W reakcji na sobotni werdykt Tsvangirai oświadczył, że jego partia całkowicie odrzuca wynik wyborów i użyje wszelkich środków prawnych, by go zakwestionować. MDC nie będzie brała udziału w żadnym rządzie wyłonionym w rezultacie "nieuczciwych" wyborów - zapowiedział premier na konferencji prasowej w Harare.

- Pójdziemy do sądu, do Unii Afrykańskiej, do Wspólnoty Rozwoju Afryki Południowej (SADC) - oświadczył Tsvangirai. Wezwał obie te organizacje, by zbadały wybory.

Zaniepokojenie Zachodu

Unia Europejska oznajmiła w sobotę, że jest zaniepokojona doniesieniami o nieprawidłowościach podczas głosowania i brakiem przejrzystości wyborów. Ocena wyborów, jak zauważa Reuters, będzie miała wpływ na to, czy UE zdecyduje się na dalsze łagodzenie sankcji, które nałożyła na Zimbabwe. Obejmują one m.in. Mugabego. - UE jest zaniepokojona doniesieniami o nieprawidłowościach i niepełnym udziale (w wyborach), a także wadami procesu wyborczego i brakiem przejrzystości - oświadczyła szefowa dyplomacji unijnej Catherine Ashton.

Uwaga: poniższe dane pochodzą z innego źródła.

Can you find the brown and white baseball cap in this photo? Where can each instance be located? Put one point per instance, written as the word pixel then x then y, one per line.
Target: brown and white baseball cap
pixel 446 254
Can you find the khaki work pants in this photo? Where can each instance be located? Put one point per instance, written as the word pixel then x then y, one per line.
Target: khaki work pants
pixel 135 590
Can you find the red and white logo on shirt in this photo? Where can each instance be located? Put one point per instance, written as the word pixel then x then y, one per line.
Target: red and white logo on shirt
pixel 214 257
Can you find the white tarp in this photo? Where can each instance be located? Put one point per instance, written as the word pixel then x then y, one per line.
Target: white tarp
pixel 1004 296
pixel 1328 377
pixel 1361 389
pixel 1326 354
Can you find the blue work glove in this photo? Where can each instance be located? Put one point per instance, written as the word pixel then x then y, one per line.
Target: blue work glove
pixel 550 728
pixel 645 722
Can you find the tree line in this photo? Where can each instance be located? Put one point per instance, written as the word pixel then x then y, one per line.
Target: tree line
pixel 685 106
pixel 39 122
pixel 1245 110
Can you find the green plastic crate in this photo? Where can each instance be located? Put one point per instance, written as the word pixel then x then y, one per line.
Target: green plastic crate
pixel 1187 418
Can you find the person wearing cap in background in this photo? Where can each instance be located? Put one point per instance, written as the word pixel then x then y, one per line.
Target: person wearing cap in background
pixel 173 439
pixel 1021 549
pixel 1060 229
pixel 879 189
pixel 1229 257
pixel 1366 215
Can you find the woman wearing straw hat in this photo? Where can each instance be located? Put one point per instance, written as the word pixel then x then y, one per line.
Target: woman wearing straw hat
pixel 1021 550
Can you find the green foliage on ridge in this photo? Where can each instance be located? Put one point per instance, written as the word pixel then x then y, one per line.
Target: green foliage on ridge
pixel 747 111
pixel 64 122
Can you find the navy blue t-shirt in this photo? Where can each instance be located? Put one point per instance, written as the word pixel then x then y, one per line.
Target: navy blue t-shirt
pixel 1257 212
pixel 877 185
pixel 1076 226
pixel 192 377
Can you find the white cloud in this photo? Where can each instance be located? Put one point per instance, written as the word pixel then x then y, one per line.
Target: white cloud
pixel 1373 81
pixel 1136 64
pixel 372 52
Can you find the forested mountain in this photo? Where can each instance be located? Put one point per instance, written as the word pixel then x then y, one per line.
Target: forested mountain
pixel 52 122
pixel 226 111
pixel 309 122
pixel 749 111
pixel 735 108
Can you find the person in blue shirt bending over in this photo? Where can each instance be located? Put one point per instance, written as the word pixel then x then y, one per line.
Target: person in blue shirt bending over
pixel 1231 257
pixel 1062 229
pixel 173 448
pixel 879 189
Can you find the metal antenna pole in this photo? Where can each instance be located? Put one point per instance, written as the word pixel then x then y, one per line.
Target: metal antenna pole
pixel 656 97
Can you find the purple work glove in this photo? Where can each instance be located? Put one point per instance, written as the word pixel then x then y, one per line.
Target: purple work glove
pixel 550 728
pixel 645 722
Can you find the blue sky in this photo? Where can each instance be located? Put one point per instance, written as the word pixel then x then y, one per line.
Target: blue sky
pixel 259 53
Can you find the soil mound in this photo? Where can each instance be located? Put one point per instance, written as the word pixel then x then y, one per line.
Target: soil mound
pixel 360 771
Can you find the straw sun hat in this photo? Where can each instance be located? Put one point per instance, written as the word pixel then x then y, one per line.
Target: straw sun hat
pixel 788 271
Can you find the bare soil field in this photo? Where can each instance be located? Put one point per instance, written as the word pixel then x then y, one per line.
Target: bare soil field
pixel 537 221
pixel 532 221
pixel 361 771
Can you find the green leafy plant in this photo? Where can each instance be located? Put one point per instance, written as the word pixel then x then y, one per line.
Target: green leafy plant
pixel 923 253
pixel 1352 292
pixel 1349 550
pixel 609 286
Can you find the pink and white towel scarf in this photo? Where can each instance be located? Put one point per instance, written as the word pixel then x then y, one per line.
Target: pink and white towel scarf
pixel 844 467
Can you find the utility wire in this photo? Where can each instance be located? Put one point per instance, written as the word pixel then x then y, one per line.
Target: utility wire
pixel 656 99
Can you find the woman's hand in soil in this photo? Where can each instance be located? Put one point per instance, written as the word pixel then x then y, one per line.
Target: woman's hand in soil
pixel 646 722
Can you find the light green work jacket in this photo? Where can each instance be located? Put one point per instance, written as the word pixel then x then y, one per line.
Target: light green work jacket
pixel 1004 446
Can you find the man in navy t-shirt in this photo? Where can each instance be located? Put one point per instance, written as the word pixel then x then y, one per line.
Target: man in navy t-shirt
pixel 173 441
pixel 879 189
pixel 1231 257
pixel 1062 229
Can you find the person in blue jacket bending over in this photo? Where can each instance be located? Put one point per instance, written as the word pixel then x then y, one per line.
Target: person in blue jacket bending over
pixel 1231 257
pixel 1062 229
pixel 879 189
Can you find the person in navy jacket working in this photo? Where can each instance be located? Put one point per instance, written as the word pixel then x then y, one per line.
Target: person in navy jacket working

Obserwatorzy z Zachodu nie zostali dopuszczeni do wyborów. Obserwatorzy z Afryki w większości zaakceptowali głosowanie, ale niezależni obserwatorzy w kraju uznali, że zostało sfałszowane, przede wszystkim z powodu problemów z rejestracją wyborców.

Obawy o wiarygodność wyników głosowania wyraziły też Stany Zjednoczone. Także stowarzyszenie ZESN, zrzeszające organizacji pozarządowych monitorujące wybory w Zimbabwe, oceniło, że wiarygodność wyborów "została poważnie naruszona" przez zaobserwowane nieprawidłowości.

Wyborcy w miastach, którzy w większości opowiadają się za Tsvangiraiem, byli odsyłani sprzed lokali wyborczych. Z kolei na terenach wiejskich, których mieszkańcy popierają głównie Mugabego, głosowanie uniemożliwiono tylko nielicznym - ogłosiło ZESN na konferencji prasowej w czwartek.

Już by go nie było

Gdyby głosowanie przeprowadzano w Zimbabwe uczciwie, Mugabe już od dawna nie byłby prezydentem. Przegrał wybory już w 2002 r., ale ich wyniki zostały później sfałszowane. W 2008 r. jego rywal wyborczy Morgan Tsvangirai uzyskał oficjalnie w głosowaniu 48 proc. przed Mugabem - z rezultatem 43 proc. Zwolennicy szefa państwa rozpętali wówczas pogromy jego przeciwników, w wyniku których zginęło ok. 200 ludzi. Natomiast przed drugą turą wyborów Tsvangirai zrezygnował z udziału, oddając prezydenturę walkowerem; na mocy kompromisu został następnie premierem.